You too may have experienced such splits, or moments of critical awareness when some sort of mind change occurred. You thought that things were one way, and then you see them another way: you realize that you have choices. And this built-in sense of the way it is does not only come from our dear and well-intentioned parents. I will not even go into the obvious opportunities for propaganda our highly developed media practice. It’s everywhere, it’s in the air we breathe.

One last personal example. We were in the early 80ies, the arms race between the Soviet Union and the U.S. was verging on nuclear catastrophe. My parents had divorced, and my dad came to live with us in New York. He spoke English with a heavy Russian accent. My son Alex was hanging out with a bunch of neighborhood boys. I happened to look out the window one day, and there was my father in front of the house, and there were Alex’s friends, and they had turned the water hose on him.

O.K., so I had started this talk on the theme that people did not tend to be tolerant of other people’s differences, and that they used those differences as an alibi to conquer and enslave neighbors who happened to be weaker at that particular moment in history. One way smaller communities dealt with this was to organize themselves into stronger entities, like principalities and kingdoms and nations. A gradual movement developed when communities were not primarily based on religion or even language, but on a set of laws. For this the 18th century was named “the age of enlightenment.”

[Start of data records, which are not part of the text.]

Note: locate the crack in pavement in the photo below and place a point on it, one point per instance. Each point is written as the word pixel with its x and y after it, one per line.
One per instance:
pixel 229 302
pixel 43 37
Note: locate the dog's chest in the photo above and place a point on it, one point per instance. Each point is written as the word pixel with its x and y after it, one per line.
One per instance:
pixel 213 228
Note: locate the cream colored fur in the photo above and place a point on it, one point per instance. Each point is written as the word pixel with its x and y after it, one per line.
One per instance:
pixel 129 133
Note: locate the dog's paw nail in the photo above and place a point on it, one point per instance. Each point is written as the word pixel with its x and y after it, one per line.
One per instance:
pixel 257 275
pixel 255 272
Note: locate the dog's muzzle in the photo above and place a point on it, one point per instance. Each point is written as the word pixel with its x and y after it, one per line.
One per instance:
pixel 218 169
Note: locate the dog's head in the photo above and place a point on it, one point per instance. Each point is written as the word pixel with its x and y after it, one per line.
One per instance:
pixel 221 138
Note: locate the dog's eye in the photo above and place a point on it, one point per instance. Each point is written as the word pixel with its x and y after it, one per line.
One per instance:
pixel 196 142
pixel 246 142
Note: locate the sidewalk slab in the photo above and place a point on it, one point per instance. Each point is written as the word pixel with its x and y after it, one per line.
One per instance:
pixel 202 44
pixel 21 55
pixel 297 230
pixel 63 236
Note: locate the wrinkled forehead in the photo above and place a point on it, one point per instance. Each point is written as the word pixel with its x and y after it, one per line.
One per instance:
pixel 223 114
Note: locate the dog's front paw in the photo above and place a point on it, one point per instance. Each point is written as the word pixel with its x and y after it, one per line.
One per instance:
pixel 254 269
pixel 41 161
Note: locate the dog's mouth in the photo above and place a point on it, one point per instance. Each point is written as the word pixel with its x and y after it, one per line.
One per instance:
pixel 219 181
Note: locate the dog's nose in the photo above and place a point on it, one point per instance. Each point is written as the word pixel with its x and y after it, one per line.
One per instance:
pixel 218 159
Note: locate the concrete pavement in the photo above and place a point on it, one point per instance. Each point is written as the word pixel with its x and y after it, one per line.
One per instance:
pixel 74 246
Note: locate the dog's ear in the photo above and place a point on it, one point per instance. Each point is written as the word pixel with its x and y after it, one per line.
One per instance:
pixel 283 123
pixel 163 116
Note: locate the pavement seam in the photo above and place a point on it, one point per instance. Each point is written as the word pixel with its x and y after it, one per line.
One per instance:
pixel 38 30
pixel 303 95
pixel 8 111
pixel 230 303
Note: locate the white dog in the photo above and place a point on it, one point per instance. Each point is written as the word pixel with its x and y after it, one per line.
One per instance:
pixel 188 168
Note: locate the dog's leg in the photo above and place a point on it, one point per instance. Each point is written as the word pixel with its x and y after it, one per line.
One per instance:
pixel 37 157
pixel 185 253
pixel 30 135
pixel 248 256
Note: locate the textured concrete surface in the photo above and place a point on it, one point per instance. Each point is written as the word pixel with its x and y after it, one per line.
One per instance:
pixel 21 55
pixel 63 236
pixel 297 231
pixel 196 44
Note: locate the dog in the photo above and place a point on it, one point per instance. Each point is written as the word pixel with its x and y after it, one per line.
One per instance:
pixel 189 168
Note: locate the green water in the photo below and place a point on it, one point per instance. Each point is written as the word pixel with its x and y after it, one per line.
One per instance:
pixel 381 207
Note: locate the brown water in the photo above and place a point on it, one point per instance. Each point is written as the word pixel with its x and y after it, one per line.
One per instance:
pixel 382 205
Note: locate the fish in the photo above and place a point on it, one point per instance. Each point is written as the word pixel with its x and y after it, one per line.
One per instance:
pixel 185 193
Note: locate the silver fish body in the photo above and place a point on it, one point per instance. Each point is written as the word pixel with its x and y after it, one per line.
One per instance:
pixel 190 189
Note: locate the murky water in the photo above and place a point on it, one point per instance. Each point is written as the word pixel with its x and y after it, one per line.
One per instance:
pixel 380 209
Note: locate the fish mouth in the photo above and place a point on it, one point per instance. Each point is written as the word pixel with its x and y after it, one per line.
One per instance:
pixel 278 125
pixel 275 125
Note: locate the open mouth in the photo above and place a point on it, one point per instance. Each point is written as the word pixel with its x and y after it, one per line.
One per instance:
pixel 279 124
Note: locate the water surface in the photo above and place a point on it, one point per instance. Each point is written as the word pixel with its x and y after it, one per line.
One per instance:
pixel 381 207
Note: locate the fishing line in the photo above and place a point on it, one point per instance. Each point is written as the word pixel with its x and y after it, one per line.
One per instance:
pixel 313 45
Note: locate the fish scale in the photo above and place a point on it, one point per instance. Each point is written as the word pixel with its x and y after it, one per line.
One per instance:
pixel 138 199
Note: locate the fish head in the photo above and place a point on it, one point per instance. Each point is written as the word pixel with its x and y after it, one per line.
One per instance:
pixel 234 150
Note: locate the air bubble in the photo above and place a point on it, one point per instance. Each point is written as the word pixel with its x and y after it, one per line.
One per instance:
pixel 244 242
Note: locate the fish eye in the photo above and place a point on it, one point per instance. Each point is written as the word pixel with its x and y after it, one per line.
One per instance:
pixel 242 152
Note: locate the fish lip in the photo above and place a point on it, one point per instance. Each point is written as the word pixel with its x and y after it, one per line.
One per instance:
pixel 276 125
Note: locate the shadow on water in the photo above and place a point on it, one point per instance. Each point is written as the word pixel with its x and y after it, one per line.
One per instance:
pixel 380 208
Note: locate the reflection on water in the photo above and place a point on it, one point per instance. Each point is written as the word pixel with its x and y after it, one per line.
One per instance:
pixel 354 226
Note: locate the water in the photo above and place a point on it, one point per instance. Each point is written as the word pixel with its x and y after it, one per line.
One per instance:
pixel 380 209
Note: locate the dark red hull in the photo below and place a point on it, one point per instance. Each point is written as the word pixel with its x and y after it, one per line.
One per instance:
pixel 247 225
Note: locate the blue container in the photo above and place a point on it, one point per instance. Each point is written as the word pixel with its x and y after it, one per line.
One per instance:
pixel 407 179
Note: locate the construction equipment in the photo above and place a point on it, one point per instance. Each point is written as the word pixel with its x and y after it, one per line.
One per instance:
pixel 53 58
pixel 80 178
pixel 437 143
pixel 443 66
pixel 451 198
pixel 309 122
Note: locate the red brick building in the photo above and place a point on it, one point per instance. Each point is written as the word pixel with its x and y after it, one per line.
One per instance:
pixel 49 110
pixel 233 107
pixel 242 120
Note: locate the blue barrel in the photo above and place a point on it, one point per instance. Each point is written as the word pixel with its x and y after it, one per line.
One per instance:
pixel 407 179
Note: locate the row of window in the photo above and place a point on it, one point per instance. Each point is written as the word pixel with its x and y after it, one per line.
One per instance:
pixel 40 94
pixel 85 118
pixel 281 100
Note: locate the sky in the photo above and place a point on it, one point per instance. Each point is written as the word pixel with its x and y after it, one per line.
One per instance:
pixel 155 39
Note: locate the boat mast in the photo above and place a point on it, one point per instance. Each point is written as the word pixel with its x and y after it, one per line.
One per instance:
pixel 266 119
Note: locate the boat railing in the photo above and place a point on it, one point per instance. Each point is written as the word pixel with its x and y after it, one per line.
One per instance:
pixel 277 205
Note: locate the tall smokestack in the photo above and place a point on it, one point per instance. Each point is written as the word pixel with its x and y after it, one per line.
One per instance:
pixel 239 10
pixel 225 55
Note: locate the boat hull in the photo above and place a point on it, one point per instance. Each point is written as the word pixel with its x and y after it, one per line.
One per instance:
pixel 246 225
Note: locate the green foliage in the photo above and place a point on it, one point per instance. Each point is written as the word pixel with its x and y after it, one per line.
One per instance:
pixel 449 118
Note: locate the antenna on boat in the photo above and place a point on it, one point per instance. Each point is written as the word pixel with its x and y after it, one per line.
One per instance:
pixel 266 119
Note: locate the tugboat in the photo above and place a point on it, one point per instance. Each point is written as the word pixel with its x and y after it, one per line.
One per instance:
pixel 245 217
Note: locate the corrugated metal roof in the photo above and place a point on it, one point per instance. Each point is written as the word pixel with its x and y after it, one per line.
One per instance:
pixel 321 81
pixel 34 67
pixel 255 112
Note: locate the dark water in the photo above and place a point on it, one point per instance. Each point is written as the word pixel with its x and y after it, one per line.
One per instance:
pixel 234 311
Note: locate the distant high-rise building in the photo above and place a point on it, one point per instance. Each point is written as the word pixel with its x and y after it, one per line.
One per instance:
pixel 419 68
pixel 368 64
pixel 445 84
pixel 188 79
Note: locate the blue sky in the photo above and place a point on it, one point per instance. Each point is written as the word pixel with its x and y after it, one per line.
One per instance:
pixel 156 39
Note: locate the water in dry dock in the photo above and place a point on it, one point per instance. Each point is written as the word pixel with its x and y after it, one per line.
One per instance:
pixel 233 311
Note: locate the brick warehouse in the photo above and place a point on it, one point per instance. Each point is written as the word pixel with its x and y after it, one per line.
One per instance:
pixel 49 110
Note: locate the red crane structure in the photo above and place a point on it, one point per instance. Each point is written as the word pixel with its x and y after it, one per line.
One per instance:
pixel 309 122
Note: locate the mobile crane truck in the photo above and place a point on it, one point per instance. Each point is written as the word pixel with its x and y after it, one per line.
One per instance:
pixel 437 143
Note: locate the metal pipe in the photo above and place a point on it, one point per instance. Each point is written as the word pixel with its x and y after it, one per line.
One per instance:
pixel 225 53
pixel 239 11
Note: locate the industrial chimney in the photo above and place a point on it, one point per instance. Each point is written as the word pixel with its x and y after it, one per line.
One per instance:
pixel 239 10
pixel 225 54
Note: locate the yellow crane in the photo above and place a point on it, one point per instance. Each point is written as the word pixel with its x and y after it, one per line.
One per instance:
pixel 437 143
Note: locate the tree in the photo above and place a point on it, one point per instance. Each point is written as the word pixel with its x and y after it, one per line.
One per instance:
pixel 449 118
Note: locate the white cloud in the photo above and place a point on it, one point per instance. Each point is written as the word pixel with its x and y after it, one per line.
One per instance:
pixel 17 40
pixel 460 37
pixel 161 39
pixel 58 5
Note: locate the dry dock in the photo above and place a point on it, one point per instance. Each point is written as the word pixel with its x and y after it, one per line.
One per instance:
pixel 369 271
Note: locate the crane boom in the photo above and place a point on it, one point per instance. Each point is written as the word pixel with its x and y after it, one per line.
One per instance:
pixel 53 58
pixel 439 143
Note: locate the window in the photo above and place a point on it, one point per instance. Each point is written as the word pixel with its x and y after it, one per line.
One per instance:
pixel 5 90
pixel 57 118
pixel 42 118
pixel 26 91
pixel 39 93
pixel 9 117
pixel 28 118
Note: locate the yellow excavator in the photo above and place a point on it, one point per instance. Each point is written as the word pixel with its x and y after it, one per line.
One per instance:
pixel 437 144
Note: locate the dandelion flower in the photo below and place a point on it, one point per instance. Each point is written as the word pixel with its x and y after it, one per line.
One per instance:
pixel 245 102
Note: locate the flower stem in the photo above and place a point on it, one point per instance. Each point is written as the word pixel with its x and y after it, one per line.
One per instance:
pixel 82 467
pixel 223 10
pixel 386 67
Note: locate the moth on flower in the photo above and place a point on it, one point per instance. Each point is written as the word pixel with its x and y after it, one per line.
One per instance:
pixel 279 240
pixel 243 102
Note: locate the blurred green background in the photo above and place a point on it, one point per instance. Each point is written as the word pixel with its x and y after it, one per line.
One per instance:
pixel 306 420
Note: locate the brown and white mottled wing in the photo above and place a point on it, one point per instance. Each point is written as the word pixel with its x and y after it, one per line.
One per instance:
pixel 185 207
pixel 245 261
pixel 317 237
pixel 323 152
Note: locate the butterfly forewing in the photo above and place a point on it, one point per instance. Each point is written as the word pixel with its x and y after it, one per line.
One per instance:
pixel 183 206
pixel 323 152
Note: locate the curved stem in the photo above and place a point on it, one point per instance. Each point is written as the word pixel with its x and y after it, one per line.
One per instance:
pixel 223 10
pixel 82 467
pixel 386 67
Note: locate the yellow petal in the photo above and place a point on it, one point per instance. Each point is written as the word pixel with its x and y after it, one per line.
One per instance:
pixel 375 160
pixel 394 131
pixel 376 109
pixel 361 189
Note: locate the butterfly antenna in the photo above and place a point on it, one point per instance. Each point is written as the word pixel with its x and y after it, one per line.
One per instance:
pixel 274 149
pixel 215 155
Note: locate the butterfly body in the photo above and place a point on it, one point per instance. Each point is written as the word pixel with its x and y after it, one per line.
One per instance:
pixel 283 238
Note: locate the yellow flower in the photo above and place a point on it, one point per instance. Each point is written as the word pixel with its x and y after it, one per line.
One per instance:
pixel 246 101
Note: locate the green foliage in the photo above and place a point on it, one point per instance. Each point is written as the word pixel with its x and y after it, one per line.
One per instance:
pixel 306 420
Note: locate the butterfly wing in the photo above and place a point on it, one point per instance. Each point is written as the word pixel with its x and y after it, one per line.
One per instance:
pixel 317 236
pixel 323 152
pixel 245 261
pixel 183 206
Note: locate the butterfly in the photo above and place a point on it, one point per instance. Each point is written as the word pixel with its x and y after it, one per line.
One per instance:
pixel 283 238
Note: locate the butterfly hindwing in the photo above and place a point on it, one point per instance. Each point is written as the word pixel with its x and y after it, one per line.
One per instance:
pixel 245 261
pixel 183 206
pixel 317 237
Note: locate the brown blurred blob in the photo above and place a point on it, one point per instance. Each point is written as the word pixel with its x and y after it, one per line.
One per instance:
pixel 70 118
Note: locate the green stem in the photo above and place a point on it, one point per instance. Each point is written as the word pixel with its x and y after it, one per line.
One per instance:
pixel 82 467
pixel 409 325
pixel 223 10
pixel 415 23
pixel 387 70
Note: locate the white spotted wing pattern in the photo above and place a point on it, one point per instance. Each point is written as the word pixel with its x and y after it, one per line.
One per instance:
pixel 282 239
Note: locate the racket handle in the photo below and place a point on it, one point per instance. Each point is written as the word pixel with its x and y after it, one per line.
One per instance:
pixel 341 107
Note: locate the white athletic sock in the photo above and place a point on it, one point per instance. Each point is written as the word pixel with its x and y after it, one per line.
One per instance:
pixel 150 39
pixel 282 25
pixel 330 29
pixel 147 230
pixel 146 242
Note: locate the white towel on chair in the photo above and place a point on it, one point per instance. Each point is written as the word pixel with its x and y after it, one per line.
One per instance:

But people’s attachment to old traditions and belief systems is hard to budge. We all know, as President Reagan told us, that the government is the problem rather than the solution. Some regional claims, however, can be readily justified. Empires have conquered in the name of Pax Romana, the white man’s burden, the mission to civilize, the liberation of the masses, the furthering of democracy… you name it. This is not likely to gain the people’s hearts and minds when they are annihilated or enslaved in the process.

I have not mentioned the role of class in all these factors. The elites never had a problem with crossing established identity boundaries. Kings and princes intermarried readily across them in the name of diplomatic expediency. And now the multinationals have no compunction outsourcing their investments to the territories of former foes. With their transatlantic and transpacific treaties, they are forming alliances that supersede the power of mere states.

Perhaps it is no longer utopian to think of our tiny planet as one world – a world that can be organized into an encompassing community with a system of international laws, rather than the primitive might of empires or the irrational belief systems long since discredited by science. Why must patriotism be so narrow? Why can’t we adopt the best that each civilization has to offer, and recognize those attachments that no longer sustain us? I still cherish the memory of my dear Babushka, but I don’t think that I will be unfaithful to the values of respect and kindness she taught me if I don’t cook the way she did, or even pray the way she did.

And now the need to put aside our differences is more urgent than ever. Change is hard, and we are not willing to change unless we absolutely have to. And now we absolutely have to because we are actually destroying our planet with our reckless ways. It becomes ever more evident that now is the time to wake up and realize that we do have the power to make choices. Change is a constant in human life. But can we change fast enough to save ourselves?